Въ отместку злому старичишкѣ Сахановъ заговорилъ о конченныхъ художникахъ, которымъ ничего больше не остается, какъ только повторять самихъ себѣ.

— Это повторяется во всѣхъ областяхъ творчества, и нѣтъ необходимости называть имена, которыя хорошо извѣстны публикѣ. Конечно, трудно опредѣлить роковой моментъ, когда художникъ духовно умираетъ. Въ механикѣ есть прекрасное опредѣленіе этого момента, именно, когда она разбираетъ законы движенія самаго обыкновеннаго колеса. Есть роковая мертвая точка, которая останавливаетъ это движеніе. То же самое и въ творчествѣ художника: если онъ не двигается впередъ — значитъ, онъ конченный человѣкъ для искусства. Возьмите, наконецъ, скажемъ, какого нибудь атлета: онъ развиваетъ свою силу постепеннымъ упражненіемъ мускуловъ, но уже въ самой его организаціи, въ скелетѣ, въ строеніи мышцъ, связокъ и сухожилій заключается своя предѣльная точка. Почему онъ можетъ выжать шесть пудовъ и двѣнадцать фунтовъ, а на тринадцатомъ фунтѣ пасуетъ? Вѣдь, кажется, фунтъ самъ по себѣ ничтожная величина, каждый ребенокъ подниметъ фунтъ, а тутъ именно этотъ роковой тринадцатый фунтъ пересиливаетъ профессіональнаго силача. Такъ и въ искусствѣ…

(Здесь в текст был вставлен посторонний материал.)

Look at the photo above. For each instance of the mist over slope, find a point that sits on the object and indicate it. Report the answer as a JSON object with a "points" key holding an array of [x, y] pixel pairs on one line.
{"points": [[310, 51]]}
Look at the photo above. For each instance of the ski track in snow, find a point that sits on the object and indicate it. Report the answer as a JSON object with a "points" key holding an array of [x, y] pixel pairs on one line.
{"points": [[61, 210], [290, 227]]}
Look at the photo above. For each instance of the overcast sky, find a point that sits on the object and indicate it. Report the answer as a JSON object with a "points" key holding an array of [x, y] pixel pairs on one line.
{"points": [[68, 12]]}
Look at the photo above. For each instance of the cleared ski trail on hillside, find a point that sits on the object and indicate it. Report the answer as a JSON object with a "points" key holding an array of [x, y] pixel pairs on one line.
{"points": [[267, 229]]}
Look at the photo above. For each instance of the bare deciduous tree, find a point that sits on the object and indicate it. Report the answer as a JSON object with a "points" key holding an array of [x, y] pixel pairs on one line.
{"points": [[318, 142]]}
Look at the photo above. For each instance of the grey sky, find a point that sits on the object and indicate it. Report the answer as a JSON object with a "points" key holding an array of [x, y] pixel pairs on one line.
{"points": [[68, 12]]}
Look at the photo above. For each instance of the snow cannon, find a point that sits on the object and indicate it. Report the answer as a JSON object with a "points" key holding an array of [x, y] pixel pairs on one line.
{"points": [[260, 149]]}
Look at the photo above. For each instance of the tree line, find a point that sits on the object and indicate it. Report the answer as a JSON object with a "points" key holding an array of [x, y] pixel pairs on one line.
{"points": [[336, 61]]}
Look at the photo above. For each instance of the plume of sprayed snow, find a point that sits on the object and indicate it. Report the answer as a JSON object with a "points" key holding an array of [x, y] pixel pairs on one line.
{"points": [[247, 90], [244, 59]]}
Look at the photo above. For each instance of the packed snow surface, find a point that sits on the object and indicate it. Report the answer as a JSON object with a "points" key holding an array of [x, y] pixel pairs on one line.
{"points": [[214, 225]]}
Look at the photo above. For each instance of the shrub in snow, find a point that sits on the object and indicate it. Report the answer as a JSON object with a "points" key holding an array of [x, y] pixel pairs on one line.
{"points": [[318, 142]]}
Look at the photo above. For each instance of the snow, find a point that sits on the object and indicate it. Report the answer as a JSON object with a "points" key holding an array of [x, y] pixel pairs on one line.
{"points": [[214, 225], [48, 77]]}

Бургардтъ слышалъ этотъ монологъ и только пожалѣлъ старика Локотникова. Мозгъ у Саханова походилъ на болотную кочку, въ которой гнѣздились самыя вредныя бактеріи и самые ядовитые міазмы. Локотниковъ не нашелся, что ему отвѣтить, но за него обидѣлся Бахтеревъ, сидѣвшій рядомъ съ Бачульской.

— Позвольте, г. Сахановъ (онъ никогда не называлъ Саханова по имени и любилъ начинать рѣчь съ "позвольте", точно его мысль продиралась каждый разъ черезъ толпу невидимыхъ враговъ), вы можетъ и правы механически и даже атлетически, но вѣдь все это крайне условно… Вамъ ничего не стоитъ однимъ почеркомъ пера уничтожить самую почтенную репутацію, но это только потому, почему ребенокъ ломаетъ свои игрушки. Вы просто не любите искусства.

Красавинъ все-таки не обращалъ вниманія, хотя и смотрѣлъ на руки Саханова, въ которыхъ вертѣлась лакированная японская пепельница. Теперь удалось его занять Васяткину, подсѣвшему сзади и начавшему разговоръ о скачкахъ. Дѣло въ томъ, что скоро должны были фигурировать на скачкахъ въ Коломягахъ двѣ новыхъ лошади Красавина, о которыхъ спортсмэны говорили еще зимой, именно, рыжій жеребецъ "Ушкуйникъ" и сѣрая кобыла "Пурга". Впередъ уже составлялись пари, и Васяткинъ хотѣлъ вывѣдать кое-что впередъ.

— "Ушкуйникъ" что-то не ладится, — объяснялъ Красавинъ на спортсмэнскомъ жаргонѣ и назвалъ его секунды. — А "Пурга" еще совсѣмъ не готова.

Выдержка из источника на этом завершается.